Dunedin's new chocolate factory has moved a step closer to opening, after a successful $2m crowdfunding campaign
The Otago Chocolate Company (Ocho) has signed a lease for a site near the waterfront, as Cadbury prepares to leave the city.
The former industrial building beside the harbour is set to be transformed into a busy chocolate factory, after being confirmed as the new home of Ocho.
Ocho director Jim O'Malley says craft chocolate is a little different to what it's replacing, with Cadbury closing.
Mr O'Malley led the crowdfunding campaign to develop a local chocolate factory, after international giant Mondelez decided to close Dunedin's Cadbury factory and move production to Australia.
"The quintessential outcome that I wanted was to make sure that someone was here, manufacturing at a factory level."
The campaign to fund Ocho expansion proved a sweet success.
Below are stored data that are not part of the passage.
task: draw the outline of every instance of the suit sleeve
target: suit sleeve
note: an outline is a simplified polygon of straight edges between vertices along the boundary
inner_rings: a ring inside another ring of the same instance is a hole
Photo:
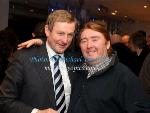
[[[0,110],[3,113],[31,113],[32,107],[21,102],[24,83],[24,58],[16,53],[6,70],[6,77],[0,86]]]
[[[149,113],[150,106],[136,76],[128,76],[124,83],[124,103],[127,113]],[[148,107],[149,106],[149,107]]]
[[[144,60],[139,79],[146,95],[150,96],[150,54]]]

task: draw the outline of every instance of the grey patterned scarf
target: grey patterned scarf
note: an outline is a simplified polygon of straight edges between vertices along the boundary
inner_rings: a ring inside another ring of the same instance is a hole
[[[87,78],[91,77],[96,72],[105,69],[105,67],[107,67],[109,65],[109,63],[111,62],[112,57],[107,56],[107,57],[103,57],[99,60],[100,60],[100,63],[98,63],[96,65],[87,65],[86,63],[84,64],[86,70],[88,71]]]

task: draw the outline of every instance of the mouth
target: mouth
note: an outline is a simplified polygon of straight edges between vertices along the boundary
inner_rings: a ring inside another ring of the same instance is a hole
[[[58,44],[58,47],[59,47],[59,48],[62,48],[62,49],[65,49],[66,46],[67,46],[67,44]]]
[[[89,55],[93,55],[95,52],[96,52],[95,50],[87,51],[87,53],[88,53]]]

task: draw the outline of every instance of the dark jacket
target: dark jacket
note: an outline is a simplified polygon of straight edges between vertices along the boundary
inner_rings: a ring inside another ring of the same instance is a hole
[[[115,43],[112,45],[113,50],[117,51],[117,56],[119,62],[123,63],[129,67],[135,74],[137,74],[136,69],[136,54],[134,54],[127,46],[123,43]],[[138,75],[137,75],[138,76]]]
[[[68,113],[145,113],[139,105],[144,93],[138,78],[116,57],[87,79],[79,71]],[[149,112],[147,112],[149,113]]]
[[[0,61],[0,84],[5,77],[5,70],[7,69],[8,64],[8,60],[3,60],[2,62]]]
[[[65,56],[69,56],[65,54]],[[66,62],[67,67],[74,62]],[[46,46],[20,50],[6,71],[0,86],[3,113],[31,113],[33,108],[56,108],[55,93]],[[74,72],[68,70],[73,86]]]
[[[150,97],[150,54],[144,60],[139,76],[146,95]]]
[[[135,65],[135,67],[136,67],[136,73],[137,73],[137,75],[139,76],[139,74],[140,74],[140,70],[141,70],[141,67],[142,67],[142,65],[143,65],[143,62],[144,62],[144,60],[145,60],[145,58],[146,58],[146,56],[148,55],[148,53],[150,52],[150,50],[149,50],[149,48],[146,46],[146,47],[144,47],[143,49],[142,49],[142,52],[140,53],[140,55],[139,56],[137,56],[137,58],[136,58],[136,65]]]

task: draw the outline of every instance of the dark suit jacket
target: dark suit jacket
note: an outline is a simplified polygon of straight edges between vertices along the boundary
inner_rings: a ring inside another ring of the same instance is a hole
[[[74,62],[67,61],[66,65],[71,67]],[[53,80],[48,67],[50,62],[45,45],[16,52],[0,86],[3,113],[31,113],[33,108],[55,109]],[[68,75],[73,86],[75,72],[70,70]]]
[[[150,97],[150,53],[144,60],[139,76],[145,94]]]

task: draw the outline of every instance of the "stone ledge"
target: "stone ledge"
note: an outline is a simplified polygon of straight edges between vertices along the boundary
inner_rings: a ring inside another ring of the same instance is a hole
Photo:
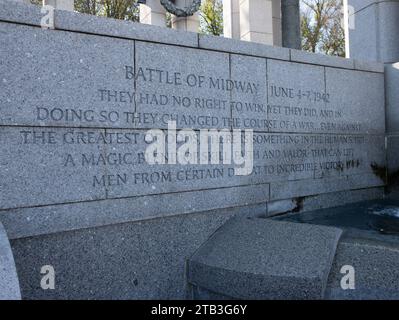
[[[374,174],[359,174],[339,178],[271,182],[270,200],[307,197],[336,191],[382,186],[384,186],[384,182]]]
[[[253,204],[265,213],[268,198],[268,184],[241,186],[5,210],[0,221],[17,239]]]
[[[69,11],[56,11],[55,28],[132,40],[198,47],[198,34],[194,32],[179,31]]]
[[[290,57],[287,48],[208,35],[199,35],[199,48],[279,60]]]
[[[295,197],[275,200],[267,203],[267,215],[257,217],[273,217],[281,214],[294,214],[325,208],[336,207],[337,204],[346,205],[354,202],[383,199],[384,188],[354,189],[321,193],[306,197]]]
[[[355,69],[360,71],[384,73],[384,64],[376,61],[365,61],[365,60],[355,59]]]
[[[322,299],[341,234],[233,218],[188,260],[188,282],[238,299]]]
[[[0,21],[40,26],[40,7],[13,0],[0,0]]]
[[[291,61],[343,69],[355,69],[355,62],[353,59],[330,57],[324,54],[310,53],[294,49],[291,49]]]

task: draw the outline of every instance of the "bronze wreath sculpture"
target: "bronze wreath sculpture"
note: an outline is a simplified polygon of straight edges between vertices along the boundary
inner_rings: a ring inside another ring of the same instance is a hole
[[[172,0],[173,1],[173,0]],[[193,0],[193,3],[188,7],[178,8],[171,0],[161,0],[162,6],[176,17],[192,16],[201,6],[201,0]]]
More than 3500 people bought shares in the venture, raising the $2m in little more than a day.
"I'm really, really happy that so many people bought shares, because they all have a sense of ownership of it and they are owners of Ocho," says general manager Liz Rowe.
"But there's still some way to go to meeting the demand for craft chocolate that there is in New Zealand and we will be looking at export."
The company currently produces 90kg of craft chocolate a week from a small site in Vogel Street.
That'll increase tenfold, once new equipment arrives from Italy.. and there's plans to expand further, as Kiwis' taste for premium chocolate grows.
"I feel that we're at the same point as when New Zealand switched from Cold Duck to good wine," Mr O'Malley says. "We're actually talking about probably a taste change that's coming across in the market now."
The new factory is expected to be up and running later this year, with tours and a cafe also planned, as Dunedin rebuilds its chocolate reputation.